No longer are the rich usually locked in golden prisons far from the sun-weathered skin of peasants, but rather they are adventurers, out in the sun and using their wealth to live to the fullest (well, most anyway, even if it is just lying on an expensive beach). Who knows who started the change to bronzed goddesses rather than the pale ones atop Olympus?
Yet, in Japan, this cultural landmark simply didn't happen. Oh, of course, you'll see some Japanese laying out on the sand trying to achieve a picture-perfect Hollywood tan just as others anywhere in the world would, but by and far paleness is still a trait associated with high status and being financially secure, at least in terms the opposite sex intuitively understands.
I can only speculate as to why this particular aspect of mating behavior has been prevalent for so long in Japan...
1. This country retained so much of its cultural identity at the expense of shutting others out for a long time. There were influences from the Catholic church, the Portuguese, the Dutch, even a little from the British, but for the most part, Nippon was closed off to the rest of the world until the end of the 19th century. As a result, Japanese had little-to-no reference as to what those across the globe considered associated with prosperity and wealth.
2. The old rather incendiary argument that Japanese women are more prone to conform to a man's needs, rather than his to hers. By this logic, women would want to have pale skin not primarily to appear successful and attract a mate, but to raise the status of her current mate in the public spotlight (i.e. that man is with a pale, attractive woman, therefore he must be special).
3. Geisha.
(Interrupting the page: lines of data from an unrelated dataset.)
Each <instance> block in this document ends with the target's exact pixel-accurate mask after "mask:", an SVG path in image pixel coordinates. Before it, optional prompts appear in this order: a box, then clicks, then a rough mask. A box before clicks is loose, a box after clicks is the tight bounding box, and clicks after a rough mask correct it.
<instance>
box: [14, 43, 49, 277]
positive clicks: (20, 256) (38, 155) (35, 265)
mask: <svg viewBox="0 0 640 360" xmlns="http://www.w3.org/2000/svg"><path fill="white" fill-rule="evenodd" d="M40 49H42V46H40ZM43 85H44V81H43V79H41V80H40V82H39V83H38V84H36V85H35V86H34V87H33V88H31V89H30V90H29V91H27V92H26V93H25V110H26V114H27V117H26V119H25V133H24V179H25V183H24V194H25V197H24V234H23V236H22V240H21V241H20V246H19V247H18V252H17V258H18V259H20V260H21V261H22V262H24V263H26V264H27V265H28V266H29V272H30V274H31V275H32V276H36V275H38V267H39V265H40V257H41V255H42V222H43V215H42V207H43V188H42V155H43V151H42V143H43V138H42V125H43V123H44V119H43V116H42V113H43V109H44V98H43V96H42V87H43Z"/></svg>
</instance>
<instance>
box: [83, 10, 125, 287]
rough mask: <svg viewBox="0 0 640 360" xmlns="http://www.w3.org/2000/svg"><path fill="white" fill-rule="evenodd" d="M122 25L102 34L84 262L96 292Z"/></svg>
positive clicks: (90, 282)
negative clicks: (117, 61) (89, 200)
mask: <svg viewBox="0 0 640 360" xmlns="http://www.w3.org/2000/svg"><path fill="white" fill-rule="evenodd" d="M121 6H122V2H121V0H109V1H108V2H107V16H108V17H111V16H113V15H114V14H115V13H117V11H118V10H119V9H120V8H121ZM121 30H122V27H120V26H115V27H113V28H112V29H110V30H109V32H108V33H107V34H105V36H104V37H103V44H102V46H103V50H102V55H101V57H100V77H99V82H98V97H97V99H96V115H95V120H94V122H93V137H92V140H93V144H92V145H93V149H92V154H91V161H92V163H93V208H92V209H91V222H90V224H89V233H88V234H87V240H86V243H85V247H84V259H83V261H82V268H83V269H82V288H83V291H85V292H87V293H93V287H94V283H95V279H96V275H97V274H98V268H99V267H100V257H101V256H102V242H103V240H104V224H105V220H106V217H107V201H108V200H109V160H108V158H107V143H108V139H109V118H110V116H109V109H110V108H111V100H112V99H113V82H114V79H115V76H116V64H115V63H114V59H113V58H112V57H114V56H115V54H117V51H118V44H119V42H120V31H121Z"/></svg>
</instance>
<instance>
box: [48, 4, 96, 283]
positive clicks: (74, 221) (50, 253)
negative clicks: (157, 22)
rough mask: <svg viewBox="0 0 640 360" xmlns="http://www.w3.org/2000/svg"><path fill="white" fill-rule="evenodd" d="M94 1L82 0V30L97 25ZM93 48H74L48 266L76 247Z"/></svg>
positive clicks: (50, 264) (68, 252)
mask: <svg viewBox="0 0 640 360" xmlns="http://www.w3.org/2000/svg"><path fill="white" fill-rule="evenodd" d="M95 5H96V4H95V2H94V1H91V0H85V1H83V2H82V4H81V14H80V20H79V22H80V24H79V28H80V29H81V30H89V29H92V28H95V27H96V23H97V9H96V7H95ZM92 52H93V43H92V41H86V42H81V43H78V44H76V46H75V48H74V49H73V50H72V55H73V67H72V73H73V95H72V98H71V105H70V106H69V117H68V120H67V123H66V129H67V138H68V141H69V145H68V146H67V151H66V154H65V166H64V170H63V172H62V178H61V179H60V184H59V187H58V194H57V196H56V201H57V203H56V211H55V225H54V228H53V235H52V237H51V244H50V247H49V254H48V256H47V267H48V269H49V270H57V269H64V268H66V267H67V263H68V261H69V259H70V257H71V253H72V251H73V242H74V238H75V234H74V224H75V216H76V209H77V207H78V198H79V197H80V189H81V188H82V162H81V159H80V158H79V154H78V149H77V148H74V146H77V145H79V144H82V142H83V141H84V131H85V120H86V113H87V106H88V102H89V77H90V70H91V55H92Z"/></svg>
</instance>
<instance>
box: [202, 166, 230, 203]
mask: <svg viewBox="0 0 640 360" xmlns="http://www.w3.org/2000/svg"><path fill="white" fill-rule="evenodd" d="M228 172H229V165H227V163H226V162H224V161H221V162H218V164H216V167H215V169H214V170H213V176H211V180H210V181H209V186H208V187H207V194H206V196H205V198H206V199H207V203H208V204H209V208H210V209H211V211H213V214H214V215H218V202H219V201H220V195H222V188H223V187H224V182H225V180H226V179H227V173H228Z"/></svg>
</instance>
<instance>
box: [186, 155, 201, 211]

This argument is quite like the "chicken and the egg", but merits a mention, as there were and still are geisha in Japan (incidentally, the first foreign geisha started work not too long ago -
Sayuki of Akasaka). Sentiments of the geisha profession aside, I doubt anyone has associated one of them (highest of those in the "floating world") with low status. And what do they do? Accentuate their features, especially by painting the face white.
4. Stricter adhesion to gender roles. It is a brave new world now, but as recently as fifty years ago, the Japanese (and the US, western cultures, of course) had a more predominantly patriarchal society: women stay at home, in closed doors, raise the kids; men go out and be bread-winners. Anyone who showed physical signs of straying from this "divine plan" (sun-weathered skin, for example) would be considered a social deviant - not necessarily out of reach, but requiring more effort than most, and as such, less desirable.
For some, being a Japanese woman simply means falling into the outdated "one race, one people" idea that all Japanese are monoethnic and immutable: a Japanese women is pale and short, and has black hair. To change this precept would be to deny the culture and heritage of being a Japanese.
At least, those are my theories. Thoughts?